Deprecjacja naszej waluty nie zwalnia tempa. Złoty tracił przed południem do zdecydowanej większości dewiz po ponad 2 proc. (silniejszy był tylko wobec norweskiej korony i koreańskiego wona). Największą słabość widać wobec głównych walut. Dolar drożał już do 4,2588 zł, a więc znalazł się najwyżej od końca 2016 r. Za euro trzeba było już płacić 4,6182 zł, a więc najwięcej od marca 2009 r. Z kolei frank drożał w porywach do 4,3775 zł. To najwyższy kurs od początku 2015 r. Ten negatywny trend na złotym o oczywiście pokłosie globalnej awersji do ryzyka i powodowanej przez nią ucieczki kapitału do bezpiecznych przystani. Oliwy do ognia, o ile tak można to nazwać, dolały zapowiedziane pakiety fiskalne i monetarne, które bezpośrednio wpływają na oczekiwanie wyższej podaży pieniądza w przyszłym obiegu.
Ucieczka od złotego nie przekłada się, przynajmniej na razie na wyceny akcji. Dziś przed południem zyskiwały trzy główne indeksy GPW. Wśród blue chips tylko trzy spółki były pod kreską (PZU, Cyfrowy i Dino), a reszta na plusie (najmocniejsze CCC, PGE i Tauron). WIG20 jest w fazie korekty i podchodzi pod lukę z 13 marca - obszar 1450-1495 pkt stanowi najbliższy opór. Obiecująco wyglądają 4 sygnały: 1) rosnący wolumen na odbiciu 2) zakręcający w górę MACD 3) atakujący 30 pkt RSI(14) i 4) długi dolny cień dziennej świecy z 16 marca.
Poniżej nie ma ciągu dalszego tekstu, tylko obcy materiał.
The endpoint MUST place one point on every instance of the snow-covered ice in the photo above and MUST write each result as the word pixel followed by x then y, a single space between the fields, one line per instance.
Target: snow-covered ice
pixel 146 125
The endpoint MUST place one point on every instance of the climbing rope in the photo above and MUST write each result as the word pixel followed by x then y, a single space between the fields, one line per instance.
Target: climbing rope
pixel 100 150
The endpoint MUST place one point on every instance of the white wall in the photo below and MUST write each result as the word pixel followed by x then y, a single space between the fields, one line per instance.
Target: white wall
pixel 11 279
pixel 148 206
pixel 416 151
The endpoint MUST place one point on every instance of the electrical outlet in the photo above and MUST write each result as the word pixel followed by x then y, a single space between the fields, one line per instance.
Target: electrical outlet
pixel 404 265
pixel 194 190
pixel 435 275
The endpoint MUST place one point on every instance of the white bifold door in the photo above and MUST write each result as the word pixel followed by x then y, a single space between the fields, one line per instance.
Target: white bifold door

Na szerokim rynku 57 proc. było na plusie, 27 proc. na minusie. Wartość obrotów po 2,5h handlu sięgała 330 mln zł. W komunikatach spółek przybywa takich, zaczynających się od słów "Wpływ koronawirusa...". Tylko dziś przed południem o takim wpływie na biznes informowały: Forte, Notoria, Comarch i Korporacja KGL.